Lors de l’autopsie réalisée à la suite de l’accident, le pathologiste a notamment constaté « un polytraumatisme contondant avec de multiples fractures au niveau crânien, costal bilatéral et vertébral, ainsi que de multiples hémorragies internes. La présence de suie a aussi été observée dans les voies respiratoires inférieures, ce qui suggère que M. Lessard était vivant au moment de l’écrasement de son hélicoptère. De plus, aucune lésion anatomique préexistante pouvant expliquer l’accident n’a été constatée », peut-on lire dans le rapport.

Il ajoute que « toutefois, l’analyse du liquide oculaire a mis en évidence une alcoolémie de 149 mg/dl.
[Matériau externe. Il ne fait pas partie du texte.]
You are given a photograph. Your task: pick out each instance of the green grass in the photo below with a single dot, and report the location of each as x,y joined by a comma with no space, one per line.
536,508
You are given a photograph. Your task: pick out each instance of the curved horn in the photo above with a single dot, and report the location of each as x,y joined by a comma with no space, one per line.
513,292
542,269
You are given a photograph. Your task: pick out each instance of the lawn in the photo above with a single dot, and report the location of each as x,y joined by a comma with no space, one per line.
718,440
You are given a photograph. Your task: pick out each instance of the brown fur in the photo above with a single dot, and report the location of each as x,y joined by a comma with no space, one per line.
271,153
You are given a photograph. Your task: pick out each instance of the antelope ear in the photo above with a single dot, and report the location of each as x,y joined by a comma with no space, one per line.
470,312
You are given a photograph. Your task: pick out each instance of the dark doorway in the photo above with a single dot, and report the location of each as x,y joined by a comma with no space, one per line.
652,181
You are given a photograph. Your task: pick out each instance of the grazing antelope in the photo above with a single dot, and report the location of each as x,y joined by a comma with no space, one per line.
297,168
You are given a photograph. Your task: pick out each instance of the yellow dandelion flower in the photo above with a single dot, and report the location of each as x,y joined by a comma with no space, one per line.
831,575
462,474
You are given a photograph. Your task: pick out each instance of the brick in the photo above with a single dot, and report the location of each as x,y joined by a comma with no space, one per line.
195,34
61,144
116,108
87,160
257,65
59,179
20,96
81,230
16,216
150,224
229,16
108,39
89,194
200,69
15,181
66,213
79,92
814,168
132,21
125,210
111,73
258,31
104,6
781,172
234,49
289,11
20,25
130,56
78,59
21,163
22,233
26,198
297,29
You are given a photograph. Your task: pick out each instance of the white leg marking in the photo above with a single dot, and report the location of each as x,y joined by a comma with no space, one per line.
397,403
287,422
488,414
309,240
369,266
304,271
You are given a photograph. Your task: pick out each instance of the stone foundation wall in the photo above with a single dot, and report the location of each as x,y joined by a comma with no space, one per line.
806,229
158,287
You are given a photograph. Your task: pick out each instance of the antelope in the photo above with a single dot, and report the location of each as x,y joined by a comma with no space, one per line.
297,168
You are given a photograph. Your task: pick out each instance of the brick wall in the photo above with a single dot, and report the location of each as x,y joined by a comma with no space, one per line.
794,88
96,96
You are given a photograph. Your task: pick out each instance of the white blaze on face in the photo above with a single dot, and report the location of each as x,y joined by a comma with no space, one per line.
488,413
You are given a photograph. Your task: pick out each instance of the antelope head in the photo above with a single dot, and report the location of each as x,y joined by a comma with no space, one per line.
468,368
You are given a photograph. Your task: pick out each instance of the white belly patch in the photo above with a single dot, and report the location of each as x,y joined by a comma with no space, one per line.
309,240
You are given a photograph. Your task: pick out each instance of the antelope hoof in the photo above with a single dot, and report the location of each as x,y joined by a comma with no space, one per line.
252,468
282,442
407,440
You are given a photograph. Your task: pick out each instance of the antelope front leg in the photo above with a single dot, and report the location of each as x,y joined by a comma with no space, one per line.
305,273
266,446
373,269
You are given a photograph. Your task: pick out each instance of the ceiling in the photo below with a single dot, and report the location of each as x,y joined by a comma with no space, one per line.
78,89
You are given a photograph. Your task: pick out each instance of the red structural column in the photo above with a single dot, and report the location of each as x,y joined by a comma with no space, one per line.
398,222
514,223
Il mentionne qu’il est important de noter que l’alcoolémie oculaire est une alcoolémie atteinte avant le décès et est souvent supérieure à l’alcoolémie sanguine obtenue lors des prélèvements effectués après le décès », peut-on aussi apprendre.

L’ensemble des éléments recueillis laisse présumer que M. Lessard a accidentellement effectué un mouvement prononcé de la commande cyclique de son hélicoptère vers l’avant, alors qu’il était sous les effets de l’alcool et qu’il était à basse altitude, ce qui a causé un roulis rapide à droite et un état de quasi-apesanteur qui lui a fait perdre le contrôle de son hélicoptère et qui a provoqué son écrasement.

Les observations du Bureau de la sécurité dans les transports du Canada (BSTC) indiquent que, étant donné l’état de destruction de l’aéronef et les données limitées de l’accident, il a été impossible de déterminer la source du bruit inhabituel entendu par les témoins et de confirmer ou d’écarter une défaillance mécanique de l’hélicoptère en vol. Toutefois, l’examen de l’épave a mis en évidence que le moteur et les deux rotors de l’hélicoptère étaient toujours en fonction au moment de l’impact au sol et que plusieurs pièces ne présentaient pas de défaillance préalablement à l’impact.